We’re so there. But all this talk of bone-crunching got me to wondering about Batman’s enemies. Some, quite frankly, are ridiculous (Riddler?), unbecoming of the world’s greatest detective. Almost all of Batman’s villains from that campy 60s TV show – Egghead, King Tut – were jokes. But as the times have gone darker, so has Batman. Batman in the 21st century, within the context of our “War on Terror” is far darker than he has ever been, even in the gritty 70s. His enemies, clearly, have also shifted towards the darker end of the spectrum. Here are five of Batman’s greatest villains:


5. Zsasz

Gotham is an impossibly creepy urban zone, the dark mirror of any glistening metropolis. So the fictional “Gotham City” needs a Batman to patrol the night, mediating the Darwinian chaos. The Bat, who rules the night in Gotham, seems to attract a larger than average share of the planet’s psychopaths, each one creepier than the last.
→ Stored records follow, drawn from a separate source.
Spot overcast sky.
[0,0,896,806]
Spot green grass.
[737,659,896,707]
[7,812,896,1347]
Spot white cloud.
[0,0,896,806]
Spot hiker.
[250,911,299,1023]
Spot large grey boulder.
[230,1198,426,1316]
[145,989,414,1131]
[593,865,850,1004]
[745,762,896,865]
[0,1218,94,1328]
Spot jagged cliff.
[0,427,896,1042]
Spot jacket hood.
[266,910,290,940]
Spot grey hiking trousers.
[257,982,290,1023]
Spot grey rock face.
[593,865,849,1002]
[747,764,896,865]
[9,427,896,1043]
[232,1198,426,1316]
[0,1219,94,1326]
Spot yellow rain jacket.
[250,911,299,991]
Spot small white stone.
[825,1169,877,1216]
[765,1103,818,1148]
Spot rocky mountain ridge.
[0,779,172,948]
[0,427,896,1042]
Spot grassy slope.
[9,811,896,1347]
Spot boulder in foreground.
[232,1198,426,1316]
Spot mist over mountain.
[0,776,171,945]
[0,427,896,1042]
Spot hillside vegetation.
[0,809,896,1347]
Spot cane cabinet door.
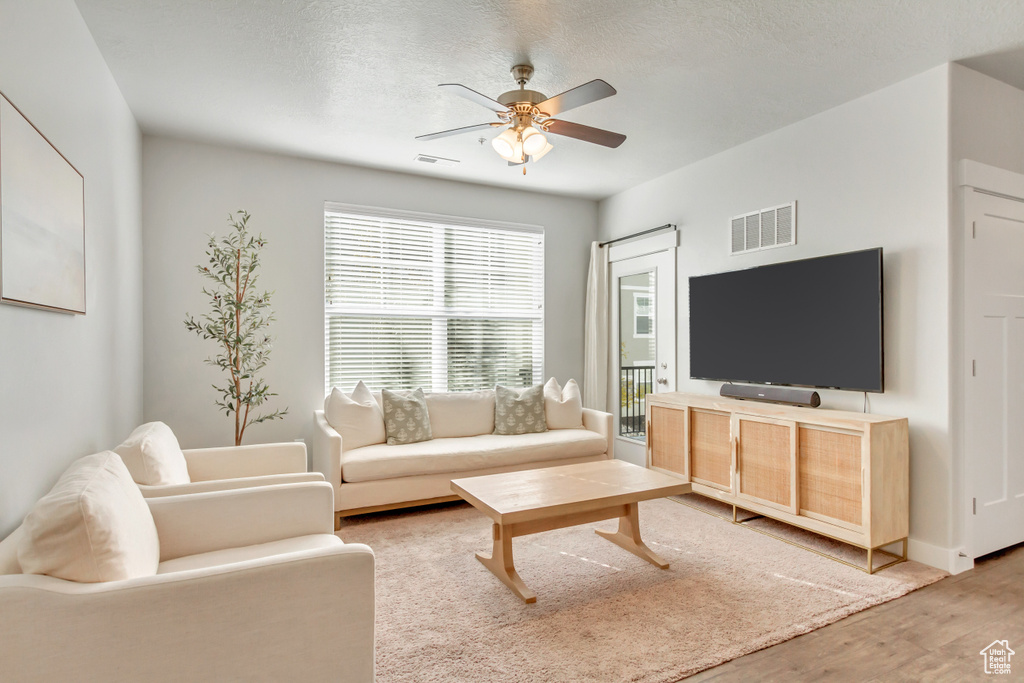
[647,405,689,481]
[732,413,799,514]
[797,425,865,529]
[689,408,732,492]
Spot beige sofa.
[312,390,612,528]
[0,453,374,683]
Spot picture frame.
[0,92,85,315]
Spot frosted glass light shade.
[529,141,554,161]
[490,128,518,160]
[522,126,548,157]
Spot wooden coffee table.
[452,460,690,602]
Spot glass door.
[618,270,657,441]
[609,249,676,465]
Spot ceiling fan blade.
[437,83,509,112]
[537,78,615,116]
[544,119,626,147]
[416,123,494,140]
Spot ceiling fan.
[416,65,626,173]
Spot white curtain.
[583,242,609,411]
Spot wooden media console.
[646,392,909,573]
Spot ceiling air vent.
[416,155,459,166]
[729,202,797,254]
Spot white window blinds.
[324,204,544,391]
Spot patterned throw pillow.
[381,389,433,445]
[495,384,548,434]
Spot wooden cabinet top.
[646,391,906,429]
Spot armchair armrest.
[312,411,343,493]
[181,441,306,481]
[0,544,374,683]
[583,408,615,459]
[138,472,324,498]
[146,481,334,562]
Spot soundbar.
[721,384,821,408]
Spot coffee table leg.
[476,524,536,602]
[593,503,669,569]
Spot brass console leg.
[594,503,669,569]
[476,524,537,603]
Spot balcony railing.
[618,366,654,438]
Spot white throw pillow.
[324,382,387,451]
[427,389,495,438]
[114,422,191,486]
[17,451,160,583]
[0,525,25,574]
[544,377,583,429]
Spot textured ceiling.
[77,0,1024,198]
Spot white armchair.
[138,442,324,498]
[0,479,374,682]
[114,422,324,498]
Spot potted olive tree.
[184,211,288,445]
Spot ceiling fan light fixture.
[522,126,548,157]
[490,128,518,160]
[529,141,555,162]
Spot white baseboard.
[907,539,974,573]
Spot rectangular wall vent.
[415,155,459,166]
[729,202,797,254]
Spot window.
[324,203,544,391]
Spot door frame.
[608,230,679,464]
[949,159,1024,573]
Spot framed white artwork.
[0,93,85,314]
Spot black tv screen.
[690,248,884,392]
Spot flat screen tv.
[690,248,884,392]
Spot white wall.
[142,136,597,447]
[0,0,142,538]
[949,63,1024,565]
[599,66,951,561]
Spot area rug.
[338,499,946,683]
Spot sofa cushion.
[495,384,548,434]
[17,451,160,583]
[341,429,608,482]
[427,389,495,438]
[114,422,190,486]
[324,382,386,449]
[157,533,345,573]
[544,377,583,429]
[385,389,433,445]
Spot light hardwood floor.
[686,545,1024,683]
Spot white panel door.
[964,191,1024,557]
[608,248,676,466]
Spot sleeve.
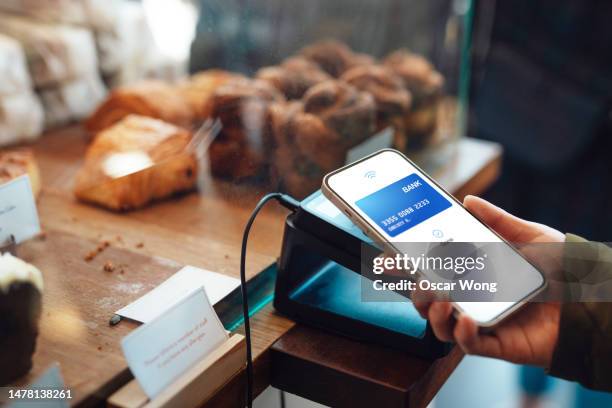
[549,234,612,391]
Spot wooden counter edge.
[107,334,246,408]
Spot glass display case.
[0,0,473,405]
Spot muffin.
[255,57,331,100]
[0,253,43,386]
[208,78,285,182]
[300,40,376,78]
[341,65,412,150]
[270,80,376,198]
[384,50,444,148]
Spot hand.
[415,196,565,368]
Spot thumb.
[463,196,533,242]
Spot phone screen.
[324,150,544,324]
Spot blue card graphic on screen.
[355,173,451,237]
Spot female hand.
[415,196,565,368]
Serial killer Victor Zsasz is definitely one of the creepiest of Batman’s enemies.

Zsasz, who keeps a running tally of all of his victims in the form of self-inflicted knife scars all over his body, has a theory about the Batman. Being something of a connoisseur of all-things-predatory himself, Zsasz believes that Batman is a super-predator, a predator that preys only on other predators a la Dexter. Zsasz believes that there is only a thin line that separates Batman from criminals like himself, namely the sanction of the police and, of course, the choice of one’s “victims.” Bradley Cooper, with those reptilian eyes, would make an excellent “Zsasz (it is not too late!).”


4. Killer Croc

The luckless Waylon Jones has a taste for supple human flesh. He is one of the many cannibals inhabiting Gotham City. A skin mutation has left Waylon, a former gator wrestler, with a reptilian appearance as well as superhuman strength and a near bulletproof hide. Jones went mad early in life (can you blame him?), turning to criminal pursuits and the art of serial killing with a ferocious zeal. It is unfortunate that we will never see what Christopher Nolan makes of Killer Croc, who would work perfectly in a tentpole feature as a nocturnal sewer inhabiting man-reptile.


3. The Joker

Joker’s fictional body count is easily in the high five figures. Batman’s arch-enemy, the Clown Prince of Crime, has taken a terrible personal toll on Batman, killing – or so we thought, at least — the second Robin, Jason Todd, and crippling Batgirl, Barbara Gordon, in front of her father, Commissioner Gordon.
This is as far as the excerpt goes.